Znów zerknął na Ginny uczepioną jego rękawa. Czasami czuł się przytłoczony jej manifestacją uczuć. Kiedyś wydawało mu się, że mógłby ją pokochać. Z biegiem czasu doszedł do wniosku, że były to tylko marzenia nastolatka zafascynowanego siostrą przyjaciela. Powoli dojrzewał, aby powiedzieć jej, że nic z tego nie będzie, że jest dla niego siostrą, powierniczką, ale... nigdy nie da jej tego, czego pragnie. Czuł się wyprany z uczuć, nie sądził, żeby był jeszcze zdolny do miłości. Nie takiej, o której pisano na kartach romansów. Ginny zasługiwała na kogoś, kto kochałby ją bezwarunkowo. Kto byłby jej oddany, spełniał jej zachcianki i był zdolny do przelania uczuć na przyszłe potomstwo.
Harry nie widział się w roli ojca. Dzieci wymagały czasu, zaangażowania i czułości. On nie posiadał niczego takiego.
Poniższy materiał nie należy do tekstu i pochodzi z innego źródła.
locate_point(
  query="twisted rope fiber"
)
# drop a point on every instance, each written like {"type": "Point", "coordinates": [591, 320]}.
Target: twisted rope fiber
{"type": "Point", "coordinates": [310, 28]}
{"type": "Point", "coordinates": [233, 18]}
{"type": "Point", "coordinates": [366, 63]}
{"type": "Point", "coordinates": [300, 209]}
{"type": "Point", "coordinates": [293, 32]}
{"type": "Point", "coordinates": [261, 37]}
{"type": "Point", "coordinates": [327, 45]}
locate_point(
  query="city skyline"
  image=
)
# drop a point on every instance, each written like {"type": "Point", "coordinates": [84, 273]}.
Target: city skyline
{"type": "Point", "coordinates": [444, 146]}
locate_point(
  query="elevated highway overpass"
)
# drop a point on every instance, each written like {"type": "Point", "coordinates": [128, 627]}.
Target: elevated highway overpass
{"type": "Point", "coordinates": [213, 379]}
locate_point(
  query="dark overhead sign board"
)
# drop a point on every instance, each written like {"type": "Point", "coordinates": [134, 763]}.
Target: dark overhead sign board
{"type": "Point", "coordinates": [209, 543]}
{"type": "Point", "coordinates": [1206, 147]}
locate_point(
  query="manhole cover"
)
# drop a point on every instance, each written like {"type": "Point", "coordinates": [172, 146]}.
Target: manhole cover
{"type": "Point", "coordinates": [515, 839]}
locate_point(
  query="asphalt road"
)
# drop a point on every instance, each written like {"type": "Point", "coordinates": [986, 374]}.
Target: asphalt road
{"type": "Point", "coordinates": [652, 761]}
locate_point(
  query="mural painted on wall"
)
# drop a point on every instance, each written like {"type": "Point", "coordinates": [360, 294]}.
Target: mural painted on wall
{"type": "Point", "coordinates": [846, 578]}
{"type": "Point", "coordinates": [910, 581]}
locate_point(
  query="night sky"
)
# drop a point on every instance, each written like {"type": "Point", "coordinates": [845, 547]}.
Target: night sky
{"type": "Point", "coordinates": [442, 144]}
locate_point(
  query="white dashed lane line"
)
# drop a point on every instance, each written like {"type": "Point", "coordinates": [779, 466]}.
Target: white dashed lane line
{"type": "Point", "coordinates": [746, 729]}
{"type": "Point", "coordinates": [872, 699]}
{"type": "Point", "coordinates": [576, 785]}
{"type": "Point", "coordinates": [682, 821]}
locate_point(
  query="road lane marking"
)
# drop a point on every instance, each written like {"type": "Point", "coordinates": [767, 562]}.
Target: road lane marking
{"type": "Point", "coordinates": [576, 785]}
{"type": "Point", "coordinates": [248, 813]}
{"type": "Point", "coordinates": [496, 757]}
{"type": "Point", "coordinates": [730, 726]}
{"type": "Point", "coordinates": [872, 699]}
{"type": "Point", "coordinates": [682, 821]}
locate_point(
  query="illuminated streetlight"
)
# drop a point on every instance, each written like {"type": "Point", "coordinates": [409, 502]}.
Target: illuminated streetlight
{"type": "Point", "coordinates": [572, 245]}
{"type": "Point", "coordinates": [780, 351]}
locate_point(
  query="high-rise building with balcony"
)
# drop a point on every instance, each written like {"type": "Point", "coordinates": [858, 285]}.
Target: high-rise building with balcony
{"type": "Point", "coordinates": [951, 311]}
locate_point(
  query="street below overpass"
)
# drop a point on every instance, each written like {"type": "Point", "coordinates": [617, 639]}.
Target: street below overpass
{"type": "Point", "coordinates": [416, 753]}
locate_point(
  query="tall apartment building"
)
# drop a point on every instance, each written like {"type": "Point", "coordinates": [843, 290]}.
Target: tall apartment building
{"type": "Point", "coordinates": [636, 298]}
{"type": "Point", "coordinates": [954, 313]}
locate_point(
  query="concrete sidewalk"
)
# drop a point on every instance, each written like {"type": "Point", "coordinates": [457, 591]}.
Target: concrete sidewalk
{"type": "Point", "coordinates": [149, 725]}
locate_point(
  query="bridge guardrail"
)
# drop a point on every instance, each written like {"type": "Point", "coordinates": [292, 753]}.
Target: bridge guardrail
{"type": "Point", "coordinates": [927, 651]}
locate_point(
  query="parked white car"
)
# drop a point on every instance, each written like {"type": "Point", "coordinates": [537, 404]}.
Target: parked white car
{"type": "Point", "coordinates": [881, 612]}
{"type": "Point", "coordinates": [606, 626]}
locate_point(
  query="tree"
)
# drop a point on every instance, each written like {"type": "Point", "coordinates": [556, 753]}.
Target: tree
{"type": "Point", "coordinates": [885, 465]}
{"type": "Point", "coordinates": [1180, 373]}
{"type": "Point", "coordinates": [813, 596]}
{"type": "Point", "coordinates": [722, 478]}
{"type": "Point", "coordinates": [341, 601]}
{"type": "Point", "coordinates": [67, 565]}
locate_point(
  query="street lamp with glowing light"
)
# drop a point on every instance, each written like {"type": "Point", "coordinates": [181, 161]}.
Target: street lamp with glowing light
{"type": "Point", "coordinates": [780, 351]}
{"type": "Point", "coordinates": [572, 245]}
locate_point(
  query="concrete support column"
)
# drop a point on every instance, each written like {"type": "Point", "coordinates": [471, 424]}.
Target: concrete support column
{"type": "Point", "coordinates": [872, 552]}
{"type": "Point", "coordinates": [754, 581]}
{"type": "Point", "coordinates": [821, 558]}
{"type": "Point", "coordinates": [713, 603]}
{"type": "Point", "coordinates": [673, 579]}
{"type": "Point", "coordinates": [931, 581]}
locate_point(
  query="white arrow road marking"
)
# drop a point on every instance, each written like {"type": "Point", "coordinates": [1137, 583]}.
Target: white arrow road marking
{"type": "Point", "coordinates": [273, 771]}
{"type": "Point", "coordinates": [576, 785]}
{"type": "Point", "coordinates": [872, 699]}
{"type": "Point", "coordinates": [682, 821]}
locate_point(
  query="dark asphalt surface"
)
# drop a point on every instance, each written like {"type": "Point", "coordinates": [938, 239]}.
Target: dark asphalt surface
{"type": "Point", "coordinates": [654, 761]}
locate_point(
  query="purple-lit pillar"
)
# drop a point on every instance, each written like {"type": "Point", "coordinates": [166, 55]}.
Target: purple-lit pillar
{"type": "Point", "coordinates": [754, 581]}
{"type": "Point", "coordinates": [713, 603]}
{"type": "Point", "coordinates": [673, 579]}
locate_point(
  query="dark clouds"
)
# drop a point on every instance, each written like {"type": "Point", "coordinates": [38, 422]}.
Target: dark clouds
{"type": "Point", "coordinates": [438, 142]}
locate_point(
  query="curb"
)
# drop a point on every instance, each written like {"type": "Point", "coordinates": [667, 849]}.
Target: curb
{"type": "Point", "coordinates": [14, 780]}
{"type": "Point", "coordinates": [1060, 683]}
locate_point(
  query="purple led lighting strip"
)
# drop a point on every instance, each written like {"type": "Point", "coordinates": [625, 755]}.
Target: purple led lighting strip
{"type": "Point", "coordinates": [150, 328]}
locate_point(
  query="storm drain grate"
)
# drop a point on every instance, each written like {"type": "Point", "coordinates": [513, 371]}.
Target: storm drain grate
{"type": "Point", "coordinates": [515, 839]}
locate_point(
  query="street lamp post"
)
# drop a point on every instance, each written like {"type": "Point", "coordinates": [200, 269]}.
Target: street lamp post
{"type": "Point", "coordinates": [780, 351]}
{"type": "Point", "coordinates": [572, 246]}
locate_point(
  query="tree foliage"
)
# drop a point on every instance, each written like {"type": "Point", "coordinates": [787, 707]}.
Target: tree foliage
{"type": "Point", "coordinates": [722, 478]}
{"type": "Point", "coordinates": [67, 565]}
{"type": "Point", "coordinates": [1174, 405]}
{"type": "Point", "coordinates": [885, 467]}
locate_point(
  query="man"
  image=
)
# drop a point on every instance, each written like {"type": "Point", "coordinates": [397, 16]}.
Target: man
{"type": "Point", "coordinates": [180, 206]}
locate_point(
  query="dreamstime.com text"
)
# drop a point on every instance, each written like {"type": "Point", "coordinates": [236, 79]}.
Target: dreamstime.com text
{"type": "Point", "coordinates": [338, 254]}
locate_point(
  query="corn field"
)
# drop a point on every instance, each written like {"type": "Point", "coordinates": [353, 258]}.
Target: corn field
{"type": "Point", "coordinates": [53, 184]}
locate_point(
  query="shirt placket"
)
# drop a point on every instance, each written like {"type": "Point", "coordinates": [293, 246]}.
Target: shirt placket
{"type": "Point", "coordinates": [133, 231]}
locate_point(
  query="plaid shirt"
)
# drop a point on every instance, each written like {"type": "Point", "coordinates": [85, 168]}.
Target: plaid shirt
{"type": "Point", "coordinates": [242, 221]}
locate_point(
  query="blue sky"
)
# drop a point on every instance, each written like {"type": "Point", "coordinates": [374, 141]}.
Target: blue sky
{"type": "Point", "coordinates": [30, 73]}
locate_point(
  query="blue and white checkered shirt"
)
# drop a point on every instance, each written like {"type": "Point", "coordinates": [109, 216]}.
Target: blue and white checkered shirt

Tę rozmowę odwlekał z kilku przyczyn. Kiedy tylko przygotowywał się na wyznania, patrzyła na niego tym smutnym, zakochanym wzrokiem i zrezygnowany odkładał to na następny raz. Kolejnym problemem był Ron. Przyjaciel nie raz i nie dwa pytał go, kiedy wreszcie zdecyduje się na ślub i nieodmiennie widział jako swojego szwagra. I ostatnia przyczyna jego obaw, sami Weasleyowie. Uważali go za członka rodziny, Molly zawsze powtarzała, że jest dla niej jak syn i rzeczywiście tak go traktowała. Doszło już do tego, że potrafiła cisnąć za nim ścierką za podkradanie słodkiej masy czy rogalików przed obiadem. Czuł się u nich jak w domu i nie chciał nikogo ranić.
Cholera, westchnął. Jego życie i bez tego, było wystarczająco skomplikowane.